OBJECTIVE: To specifically report on ataxic-hypotonic cerebral palsy (CP) using registry data and to directly compare its features with other CP subtypes. METHODS: Data on prenatal, perinatal, and neonatal characteristics and gross motor function (Gross Motor Function Classification System [GMFCS]) and comorbidities in 35 children with ataxic-hypotonic CP were extracted from the Canadian Cerebral Palsy Registry and compared with 1,804 patients with other subtypes of CP. RESULTS: Perinatal adversity was detected significantly more frequently in other subtypes of CP (odds ratio [OR] 4.3, 95% confidence interval [CI] 1.5-11.7).
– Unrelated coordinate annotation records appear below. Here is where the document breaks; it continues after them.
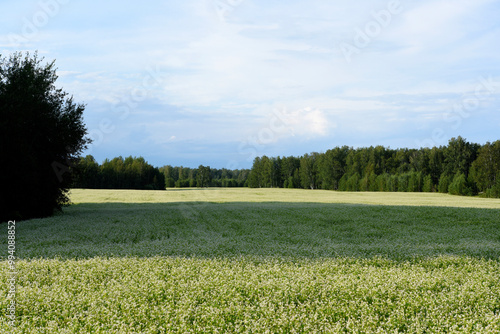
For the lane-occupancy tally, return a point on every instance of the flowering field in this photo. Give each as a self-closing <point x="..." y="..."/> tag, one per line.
<point x="257" y="261"/>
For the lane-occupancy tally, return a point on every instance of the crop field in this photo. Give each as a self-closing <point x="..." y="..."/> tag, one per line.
<point x="258" y="261"/>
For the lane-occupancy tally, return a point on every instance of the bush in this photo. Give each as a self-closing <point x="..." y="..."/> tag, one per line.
<point x="428" y="186"/>
<point x="444" y="182"/>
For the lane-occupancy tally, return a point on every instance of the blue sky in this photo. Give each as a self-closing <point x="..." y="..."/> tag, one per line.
<point x="219" y="82"/>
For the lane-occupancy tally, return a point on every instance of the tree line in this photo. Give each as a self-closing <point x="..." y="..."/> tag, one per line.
<point x="460" y="168"/>
<point x="136" y="173"/>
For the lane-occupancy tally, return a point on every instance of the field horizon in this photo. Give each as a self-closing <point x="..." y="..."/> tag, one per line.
<point x="258" y="261"/>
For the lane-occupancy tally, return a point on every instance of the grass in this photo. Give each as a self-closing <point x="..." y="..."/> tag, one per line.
<point x="259" y="260"/>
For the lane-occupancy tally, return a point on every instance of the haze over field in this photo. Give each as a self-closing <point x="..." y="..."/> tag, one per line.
<point x="218" y="82"/>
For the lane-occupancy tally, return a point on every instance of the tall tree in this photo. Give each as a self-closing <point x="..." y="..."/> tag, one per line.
<point x="42" y="133"/>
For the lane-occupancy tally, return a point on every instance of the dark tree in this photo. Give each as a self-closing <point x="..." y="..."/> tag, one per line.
<point x="41" y="136"/>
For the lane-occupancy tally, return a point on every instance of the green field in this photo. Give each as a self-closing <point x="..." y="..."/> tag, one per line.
<point x="258" y="261"/>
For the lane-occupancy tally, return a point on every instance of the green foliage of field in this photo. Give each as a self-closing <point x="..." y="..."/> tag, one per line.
<point x="259" y="260"/>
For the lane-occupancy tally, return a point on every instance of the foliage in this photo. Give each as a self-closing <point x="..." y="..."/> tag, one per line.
<point x="118" y="173"/>
<point x="209" y="261"/>
<point x="41" y="135"/>
<point x="384" y="169"/>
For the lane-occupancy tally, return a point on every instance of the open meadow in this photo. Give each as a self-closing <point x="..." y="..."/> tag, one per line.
<point x="241" y="260"/>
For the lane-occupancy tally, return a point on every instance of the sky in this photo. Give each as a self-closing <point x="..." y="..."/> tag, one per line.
<point x="220" y="82"/>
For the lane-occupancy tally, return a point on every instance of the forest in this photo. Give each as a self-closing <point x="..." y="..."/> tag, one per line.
<point x="136" y="173"/>
<point x="460" y="168"/>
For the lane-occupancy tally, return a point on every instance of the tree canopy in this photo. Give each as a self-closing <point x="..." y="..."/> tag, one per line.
<point x="41" y="135"/>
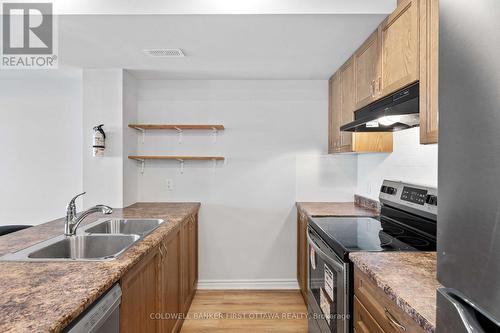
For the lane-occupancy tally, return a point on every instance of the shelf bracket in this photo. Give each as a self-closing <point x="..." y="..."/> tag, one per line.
<point x="143" y="162"/>
<point x="179" y="130"/>
<point x="181" y="165"/>
<point x="214" y="133"/>
<point x="143" y="132"/>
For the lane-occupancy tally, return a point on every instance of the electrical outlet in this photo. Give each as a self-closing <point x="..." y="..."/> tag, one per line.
<point x="170" y="184"/>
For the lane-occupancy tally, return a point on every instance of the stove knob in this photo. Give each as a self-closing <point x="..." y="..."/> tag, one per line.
<point x="431" y="200"/>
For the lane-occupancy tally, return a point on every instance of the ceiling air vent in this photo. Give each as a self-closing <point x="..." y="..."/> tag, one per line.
<point x="165" y="53"/>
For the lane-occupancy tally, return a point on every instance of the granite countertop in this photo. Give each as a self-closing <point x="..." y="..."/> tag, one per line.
<point x="46" y="297"/>
<point x="414" y="291"/>
<point x="335" y="209"/>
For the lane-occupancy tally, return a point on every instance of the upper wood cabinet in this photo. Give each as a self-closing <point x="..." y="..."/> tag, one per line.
<point x="334" y="114"/>
<point x="342" y="99"/>
<point x="429" y="53"/>
<point x="400" y="42"/>
<point x="403" y="50"/>
<point x="367" y="71"/>
<point x="347" y="102"/>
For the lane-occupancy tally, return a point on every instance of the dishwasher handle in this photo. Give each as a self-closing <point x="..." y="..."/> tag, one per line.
<point x="332" y="260"/>
<point x="97" y="314"/>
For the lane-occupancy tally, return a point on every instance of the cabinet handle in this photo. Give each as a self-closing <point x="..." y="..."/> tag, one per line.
<point x="393" y="321"/>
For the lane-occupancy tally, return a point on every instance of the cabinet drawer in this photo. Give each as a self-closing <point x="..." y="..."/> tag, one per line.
<point x="363" y="321"/>
<point x="385" y="312"/>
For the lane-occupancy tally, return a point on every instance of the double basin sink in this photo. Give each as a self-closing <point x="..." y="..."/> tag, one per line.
<point x="100" y="240"/>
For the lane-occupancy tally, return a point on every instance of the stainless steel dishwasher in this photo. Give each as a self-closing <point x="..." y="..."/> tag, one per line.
<point x="103" y="316"/>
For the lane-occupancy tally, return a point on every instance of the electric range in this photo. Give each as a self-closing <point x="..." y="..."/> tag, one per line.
<point x="407" y="222"/>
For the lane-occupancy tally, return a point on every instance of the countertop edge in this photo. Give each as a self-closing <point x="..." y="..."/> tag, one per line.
<point x="399" y="301"/>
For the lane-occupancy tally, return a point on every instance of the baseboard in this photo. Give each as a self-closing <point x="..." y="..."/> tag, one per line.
<point x="274" y="284"/>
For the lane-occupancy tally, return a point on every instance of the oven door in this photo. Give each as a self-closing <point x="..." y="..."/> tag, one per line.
<point x="328" y="305"/>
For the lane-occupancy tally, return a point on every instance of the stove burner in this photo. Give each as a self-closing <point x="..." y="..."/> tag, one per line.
<point x="413" y="241"/>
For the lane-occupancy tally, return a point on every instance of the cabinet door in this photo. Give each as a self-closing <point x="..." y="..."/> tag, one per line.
<point x="303" y="254"/>
<point x="139" y="296"/>
<point x="184" y="258"/>
<point x="429" y="54"/>
<point x="347" y="100"/>
<point x="170" y="302"/>
<point x="193" y="255"/>
<point x="367" y="70"/>
<point x="334" y="113"/>
<point x="400" y="48"/>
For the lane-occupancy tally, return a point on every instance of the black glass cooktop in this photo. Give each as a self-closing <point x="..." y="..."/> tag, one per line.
<point x="370" y="234"/>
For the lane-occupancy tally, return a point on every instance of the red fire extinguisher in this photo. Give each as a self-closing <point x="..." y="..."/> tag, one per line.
<point x="99" y="141"/>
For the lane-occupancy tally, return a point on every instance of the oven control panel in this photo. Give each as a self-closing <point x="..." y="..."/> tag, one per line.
<point x="421" y="199"/>
<point x="415" y="195"/>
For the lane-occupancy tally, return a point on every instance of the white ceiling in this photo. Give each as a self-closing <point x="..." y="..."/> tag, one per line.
<point x="117" y="7"/>
<point x="216" y="46"/>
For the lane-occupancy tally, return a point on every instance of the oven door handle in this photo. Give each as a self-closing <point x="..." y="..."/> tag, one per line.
<point x="333" y="261"/>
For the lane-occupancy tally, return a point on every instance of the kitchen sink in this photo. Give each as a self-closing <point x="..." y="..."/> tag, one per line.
<point x="103" y="239"/>
<point x="81" y="247"/>
<point x="85" y="247"/>
<point x="139" y="227"/>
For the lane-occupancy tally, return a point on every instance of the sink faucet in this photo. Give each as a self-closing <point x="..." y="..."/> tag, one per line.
<point x="73" y="220"/>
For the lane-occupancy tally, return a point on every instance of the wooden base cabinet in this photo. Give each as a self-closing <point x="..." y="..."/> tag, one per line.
<point x="157" y="292"/>
<point x="375" y="312"/>
<point x="170" y="302"/>
<point x="140" y="290"/>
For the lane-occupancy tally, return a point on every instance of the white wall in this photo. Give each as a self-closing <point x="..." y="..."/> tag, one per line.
<point x="103" y="104"/>
<point x="275" y="132"/>
<point x="40" y="138"/>
<point x="410" y="162"/>
<point x="130" y="177"/>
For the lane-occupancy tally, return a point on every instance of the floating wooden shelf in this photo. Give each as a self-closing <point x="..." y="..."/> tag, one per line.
<point x="181" y="159"/>
<point x="179" y="128"/>
<point x="178" y="158"/>
<point x="176" y="127"/>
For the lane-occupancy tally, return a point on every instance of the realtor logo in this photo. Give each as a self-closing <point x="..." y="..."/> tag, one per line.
<point x="28" y="36"/>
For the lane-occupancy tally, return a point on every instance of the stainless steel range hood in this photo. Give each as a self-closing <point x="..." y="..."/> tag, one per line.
<point x="392" y="113"/>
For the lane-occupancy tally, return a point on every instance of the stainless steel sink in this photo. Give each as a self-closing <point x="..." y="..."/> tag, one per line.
<point x="139" y="227"/>
<point x="79" y="247"/>
<point x="104" y="239"/>
<point x="86" y="247"/>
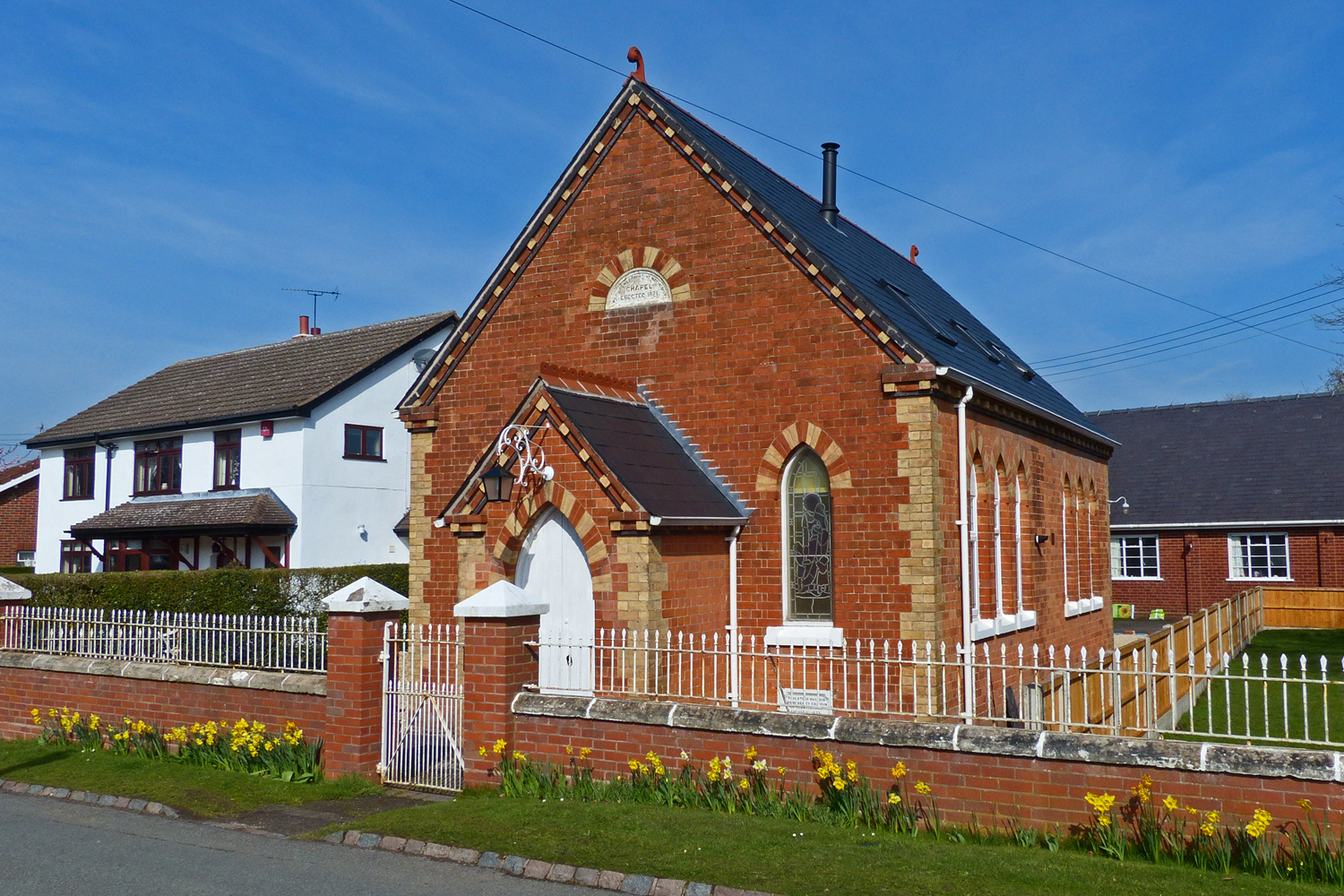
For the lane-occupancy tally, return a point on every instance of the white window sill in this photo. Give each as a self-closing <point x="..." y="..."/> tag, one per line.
<point x="1086" y="605"/>
<point x="804" y="635"/>
<point x="1007" y="624"/>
The gestational age at birth was higher in ataxic-hypotonic CP (median 39.0 weeks vs 37.0 weeks, p = 0.027). Children with ataxic-hypotonic CP displayed more intrauterine growth restriction (OR 2.6, 95% CI 1.0-6.8) and congenital malformation (OR 2.4, 95% CI 1.2-4.8). MRI was more likely to be either normal (OR 3.8, 95% CI 1.4-10.5) or to show a cerebral malformation (OR 4.2, 95% CI 1.5-11.9) in ataxic-hypotonic CP. There was no significant difference in terms of GMFCS or the presence of comorbidities, except for more frequent communication impairment in ataxic-hypotonic CP (OR 4.2, 95% CI 1.5-11.6). CONCLUSIONS: Our results suggest a predominantly genetic or prenatal etiology for ataxic-hypotonic CP and imply that a diagnosis of ataxic-hypotonic CP does not impart a worse prognosis with respect to comorbidities or functional impairment. This study contributes toward a better understanding of ataxic-hypotonic CP as a distinct nosologic entity within the spectrum of CP with its own pathogenesis, risk factors, clinical profile, and prognosis compared with other CP subtypes.